Over four pages Nicholas worries that deep reading is now an effort after years of being able to get a quick information fix via the world wide web and points to concerns that the type of technology we are now using is changing the way we read and think. That surfing the net is turning us into information browsers rather than critical thinkers.
I don't believe that the human brain and individual neurological response to telecommunications technology has changed all that much over the last thirty years or so.
What is more likely to be affecting those expressing a disinclination to read lengthy books etc., is the effects of aging on brain and stamina.
We are all getting that much older! Quite a few of us will probably show evidence of dementia before our bodies give out.
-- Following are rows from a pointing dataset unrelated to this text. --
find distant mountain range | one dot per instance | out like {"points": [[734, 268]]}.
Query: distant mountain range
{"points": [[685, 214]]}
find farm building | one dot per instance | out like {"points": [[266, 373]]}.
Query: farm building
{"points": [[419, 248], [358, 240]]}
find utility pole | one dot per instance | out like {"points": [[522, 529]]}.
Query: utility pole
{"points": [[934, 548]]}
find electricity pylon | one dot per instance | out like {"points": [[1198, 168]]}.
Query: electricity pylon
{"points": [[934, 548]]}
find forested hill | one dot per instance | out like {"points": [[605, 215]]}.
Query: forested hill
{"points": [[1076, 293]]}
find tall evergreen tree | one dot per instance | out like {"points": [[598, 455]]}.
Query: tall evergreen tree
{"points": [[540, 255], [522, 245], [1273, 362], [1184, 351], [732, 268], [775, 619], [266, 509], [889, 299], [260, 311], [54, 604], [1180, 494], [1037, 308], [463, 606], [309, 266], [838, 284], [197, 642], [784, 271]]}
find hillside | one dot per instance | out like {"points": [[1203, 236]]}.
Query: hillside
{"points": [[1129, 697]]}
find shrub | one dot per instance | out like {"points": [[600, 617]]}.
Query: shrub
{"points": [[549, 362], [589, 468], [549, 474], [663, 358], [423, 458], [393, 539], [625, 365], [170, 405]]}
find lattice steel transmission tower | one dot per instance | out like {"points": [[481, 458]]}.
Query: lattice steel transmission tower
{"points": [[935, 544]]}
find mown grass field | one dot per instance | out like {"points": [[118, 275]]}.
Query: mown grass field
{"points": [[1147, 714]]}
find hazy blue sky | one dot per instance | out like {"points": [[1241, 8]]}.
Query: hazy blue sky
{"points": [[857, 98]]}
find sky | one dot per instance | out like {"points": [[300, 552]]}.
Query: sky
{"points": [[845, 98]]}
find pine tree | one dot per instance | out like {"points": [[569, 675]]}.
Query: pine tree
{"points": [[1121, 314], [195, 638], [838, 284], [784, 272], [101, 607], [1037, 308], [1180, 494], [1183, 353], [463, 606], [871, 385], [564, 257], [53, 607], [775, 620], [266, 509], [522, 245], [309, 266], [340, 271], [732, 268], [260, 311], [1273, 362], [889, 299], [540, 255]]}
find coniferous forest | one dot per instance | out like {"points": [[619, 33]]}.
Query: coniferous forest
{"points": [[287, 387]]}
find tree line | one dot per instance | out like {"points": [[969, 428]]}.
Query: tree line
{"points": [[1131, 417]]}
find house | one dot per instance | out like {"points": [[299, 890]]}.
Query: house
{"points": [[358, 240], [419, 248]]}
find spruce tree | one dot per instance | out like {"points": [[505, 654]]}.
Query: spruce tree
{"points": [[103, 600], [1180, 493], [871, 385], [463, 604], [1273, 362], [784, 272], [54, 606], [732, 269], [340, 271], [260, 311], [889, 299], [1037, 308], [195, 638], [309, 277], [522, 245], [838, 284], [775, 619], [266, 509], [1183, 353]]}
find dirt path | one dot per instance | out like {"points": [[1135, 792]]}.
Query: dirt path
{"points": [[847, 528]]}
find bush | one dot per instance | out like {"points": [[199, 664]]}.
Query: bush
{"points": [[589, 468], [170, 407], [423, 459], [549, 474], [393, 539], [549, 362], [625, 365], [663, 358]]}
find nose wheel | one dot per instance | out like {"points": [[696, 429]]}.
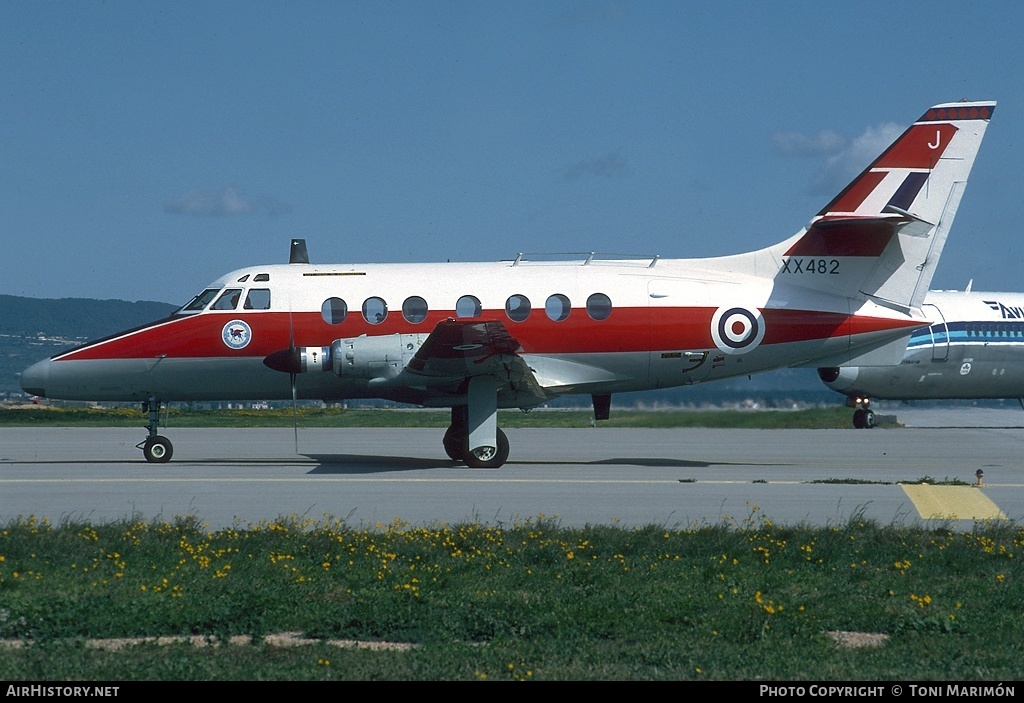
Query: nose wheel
{"points": [[156, 448]]}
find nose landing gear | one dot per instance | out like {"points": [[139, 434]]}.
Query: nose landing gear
{"points": [[156, 448], [863, 416]]}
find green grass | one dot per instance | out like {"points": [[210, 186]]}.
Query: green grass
{"points": [[742, 600], [125, 416]]}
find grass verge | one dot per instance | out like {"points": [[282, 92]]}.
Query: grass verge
{"points": [[526, 601]]}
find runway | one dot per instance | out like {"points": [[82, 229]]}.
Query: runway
{"points": [[628, 477]]}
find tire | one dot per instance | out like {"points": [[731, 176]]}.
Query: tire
{"points": [[492, 457], [858, 419], [158, 449], [869, 421]]}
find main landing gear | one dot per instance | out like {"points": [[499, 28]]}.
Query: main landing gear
{"points": [[863, 416], [156, 448], [457, 443]]}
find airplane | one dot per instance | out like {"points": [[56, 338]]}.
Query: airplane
{"points": [[847, 289], [974, 349]]}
The young are of course acting just as we all did - using what's at hand to try and carve a difference to mark independence and group indentity.
What the Internet and Google does demonstrate however is that we now like to share how gullible or stupid we all are with the whole wide world.
In days past urban myths travelled by word of mouth or turned up as page fillers in the side bars of newspapers such as The Mirror and The Daily Telegraph or magazines like Post.
Now they are found all over the Web dressed up as new and news. They flood our email inboxes at the slightest provocation.
What is worse, just as many people as before uncritically accept this so-called information as fact.
Myths which after all these years are no more sophisticated than that old chestnut about a spider in the beehive hairdo or the tale of seeing Kentucky Fried take delivery of something for their commercial kitchen that wasn't chicken.
So we currently have web pages or emails telling us that:
Britain is trying a modern version of sending convicts to the colonies and we need to beware
A previously convicted terrorist was one of those who flew a plane into the Twin Towers
The common word for human waste came from a cargo direction to ship high in transport
The word news is made up of the first letters of points of the compass
NASA's climate change data was affected by the Y2k bug
Neither the technology nor Google is making us stupid. We are what we are and what we are creates most of what is the Internet.
Therefore we are quite safe from Google's Machiavellian dream of a world run by Artificial Intelligence.com.
And, no the Waltzing Matilda swagman wasn't Spanish.